As for the special-purpose-acquisition-company exchange-traded-fund failures, the Defiance Next Gen SPAC Derived ETF and the Morgan Creek - Exos SPAC Originated ETF closed in August. The SPAC market turned into a speculative bubble that has now burst.
Tweet #2
In another tweet, Burry offered a laundry list of negatives for financial markets.
“Crypto crash. Check
Meme crash. Check.
SPAC crash. Check.
Inflation. Check.
2000. Check
2008. Check
2022. Check.”
In the crypto crash, bitcoin has plunged 61% year to date, recently trading at $18,874, the lowest since December 2020.
Meme stocks have hit the skids, too. One that’s in trouble is home-goods retailer Bed Bath and Beyond (BBBY), which has lost 67% since Aug. 17.
Inflation is raging, with consumer prices ascending 8.5% in the 12 months through July.
The year 2000 saw stocks fall into a bear market, as dot.com companies crashed. Meanwhile 2008 was the year of the worst financial crisis since the 1930s.
And apparently Burry doesn’t think 2022 will be so hot either.
Others Agree
He’s not the only one who’s negative on stocks.
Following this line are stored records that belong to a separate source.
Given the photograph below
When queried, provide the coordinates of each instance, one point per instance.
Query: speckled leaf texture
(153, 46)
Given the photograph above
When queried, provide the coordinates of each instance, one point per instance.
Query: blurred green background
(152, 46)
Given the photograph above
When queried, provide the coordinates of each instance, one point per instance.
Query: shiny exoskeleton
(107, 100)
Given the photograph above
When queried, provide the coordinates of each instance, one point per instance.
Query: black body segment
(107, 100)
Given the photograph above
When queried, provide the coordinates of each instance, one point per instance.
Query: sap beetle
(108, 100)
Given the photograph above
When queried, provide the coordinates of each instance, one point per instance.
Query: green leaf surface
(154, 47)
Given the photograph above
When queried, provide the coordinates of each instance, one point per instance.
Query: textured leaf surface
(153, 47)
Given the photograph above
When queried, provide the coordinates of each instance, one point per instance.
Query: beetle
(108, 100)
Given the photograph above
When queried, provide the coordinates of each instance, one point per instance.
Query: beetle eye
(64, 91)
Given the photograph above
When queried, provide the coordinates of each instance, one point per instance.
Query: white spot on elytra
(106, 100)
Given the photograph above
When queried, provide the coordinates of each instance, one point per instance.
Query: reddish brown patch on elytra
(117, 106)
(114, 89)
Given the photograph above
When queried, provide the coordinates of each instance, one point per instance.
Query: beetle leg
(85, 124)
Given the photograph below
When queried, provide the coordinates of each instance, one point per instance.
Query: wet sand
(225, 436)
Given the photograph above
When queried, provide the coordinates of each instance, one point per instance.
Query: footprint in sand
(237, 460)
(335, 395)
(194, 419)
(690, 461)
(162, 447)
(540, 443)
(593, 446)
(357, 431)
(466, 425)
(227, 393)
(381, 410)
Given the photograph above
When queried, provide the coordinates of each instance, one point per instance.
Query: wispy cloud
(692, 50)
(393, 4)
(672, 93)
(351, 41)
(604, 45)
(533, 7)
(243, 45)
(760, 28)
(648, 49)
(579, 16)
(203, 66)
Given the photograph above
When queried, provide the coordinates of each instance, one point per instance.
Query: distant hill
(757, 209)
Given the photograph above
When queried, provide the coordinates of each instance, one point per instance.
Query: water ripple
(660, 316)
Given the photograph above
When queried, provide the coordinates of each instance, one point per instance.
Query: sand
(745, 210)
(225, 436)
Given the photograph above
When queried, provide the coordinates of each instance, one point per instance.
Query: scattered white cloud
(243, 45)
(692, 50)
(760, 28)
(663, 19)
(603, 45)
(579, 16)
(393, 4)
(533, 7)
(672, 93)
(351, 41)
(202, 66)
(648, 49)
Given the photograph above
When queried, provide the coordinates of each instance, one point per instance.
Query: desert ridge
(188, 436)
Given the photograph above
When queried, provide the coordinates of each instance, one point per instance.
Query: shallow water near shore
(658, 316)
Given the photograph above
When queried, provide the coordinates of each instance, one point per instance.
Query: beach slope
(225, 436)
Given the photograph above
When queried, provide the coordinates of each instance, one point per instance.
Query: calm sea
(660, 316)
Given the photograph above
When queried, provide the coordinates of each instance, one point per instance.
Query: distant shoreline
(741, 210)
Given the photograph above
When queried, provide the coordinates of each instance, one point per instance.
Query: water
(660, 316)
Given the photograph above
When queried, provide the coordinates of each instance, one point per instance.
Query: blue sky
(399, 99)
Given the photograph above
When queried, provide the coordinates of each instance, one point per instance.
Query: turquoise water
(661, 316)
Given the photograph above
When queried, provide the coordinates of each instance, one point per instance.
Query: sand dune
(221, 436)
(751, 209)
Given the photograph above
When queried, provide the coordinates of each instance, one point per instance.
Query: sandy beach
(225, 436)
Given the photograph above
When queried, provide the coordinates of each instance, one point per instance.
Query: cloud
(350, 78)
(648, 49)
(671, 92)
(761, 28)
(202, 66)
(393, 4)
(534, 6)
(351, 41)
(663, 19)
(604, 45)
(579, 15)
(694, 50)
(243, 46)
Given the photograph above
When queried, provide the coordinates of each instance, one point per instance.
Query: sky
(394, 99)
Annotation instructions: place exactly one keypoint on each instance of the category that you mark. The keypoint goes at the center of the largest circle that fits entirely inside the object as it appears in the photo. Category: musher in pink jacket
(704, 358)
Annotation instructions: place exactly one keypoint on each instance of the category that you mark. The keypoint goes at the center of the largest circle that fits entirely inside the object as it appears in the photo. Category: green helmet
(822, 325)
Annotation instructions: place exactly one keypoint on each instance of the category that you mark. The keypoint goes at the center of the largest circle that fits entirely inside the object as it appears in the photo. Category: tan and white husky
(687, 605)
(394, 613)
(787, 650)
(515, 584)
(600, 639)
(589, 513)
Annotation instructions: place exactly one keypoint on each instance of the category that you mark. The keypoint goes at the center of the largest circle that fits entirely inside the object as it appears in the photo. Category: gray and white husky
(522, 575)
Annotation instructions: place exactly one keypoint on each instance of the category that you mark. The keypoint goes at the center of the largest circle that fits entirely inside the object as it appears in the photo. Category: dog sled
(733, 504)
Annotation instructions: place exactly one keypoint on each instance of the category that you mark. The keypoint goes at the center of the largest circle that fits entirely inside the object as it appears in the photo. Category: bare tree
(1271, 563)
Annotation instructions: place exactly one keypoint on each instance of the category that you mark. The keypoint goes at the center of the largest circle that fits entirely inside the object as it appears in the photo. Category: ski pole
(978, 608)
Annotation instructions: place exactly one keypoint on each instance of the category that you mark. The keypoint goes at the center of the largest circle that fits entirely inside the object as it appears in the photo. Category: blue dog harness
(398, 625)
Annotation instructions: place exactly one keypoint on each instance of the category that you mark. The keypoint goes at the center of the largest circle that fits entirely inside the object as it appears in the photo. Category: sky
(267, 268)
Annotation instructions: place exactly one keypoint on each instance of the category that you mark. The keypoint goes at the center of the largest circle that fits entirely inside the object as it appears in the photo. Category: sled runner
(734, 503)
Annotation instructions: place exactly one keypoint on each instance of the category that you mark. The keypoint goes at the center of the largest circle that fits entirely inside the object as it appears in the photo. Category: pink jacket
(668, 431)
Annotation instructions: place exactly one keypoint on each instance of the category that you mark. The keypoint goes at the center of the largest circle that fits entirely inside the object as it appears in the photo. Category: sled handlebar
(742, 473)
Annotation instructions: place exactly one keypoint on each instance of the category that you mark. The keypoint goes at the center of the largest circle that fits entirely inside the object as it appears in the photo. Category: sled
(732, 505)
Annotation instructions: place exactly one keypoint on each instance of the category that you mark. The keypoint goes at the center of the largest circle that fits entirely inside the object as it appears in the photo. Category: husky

Goldman Sachs strategists are part of the club too, though their language is less incendiary than Burry’s.
“Taking the experience of the bear markets since the 1980s, including the collapse of the technology bubble in 2000-2002 and the Great Financial Crisis in 2008, we see a repeated pattern of rebounds before the market reaches a trough,” they wrote in a commentary.
“In this context, the recent rally since June 22 is, in our view, a bear market rally. Its duration and magnitude were not unusual relative to the experience of previous decades.”
So where does that leave stocks going forward? “We expect further weakness and bumpy markets before a decisive trough is established,” the strategists said.
Given the Fed’s determination to keep increasing interest rates, Burry and Goldman may well be right that stocks will fall further.
Activity in the interest-rate futures market shows traders see an 81% probability of at least another 150 basis points (1.5 percentage points) of tightening this year. The Fed has done 225 basis points already since March.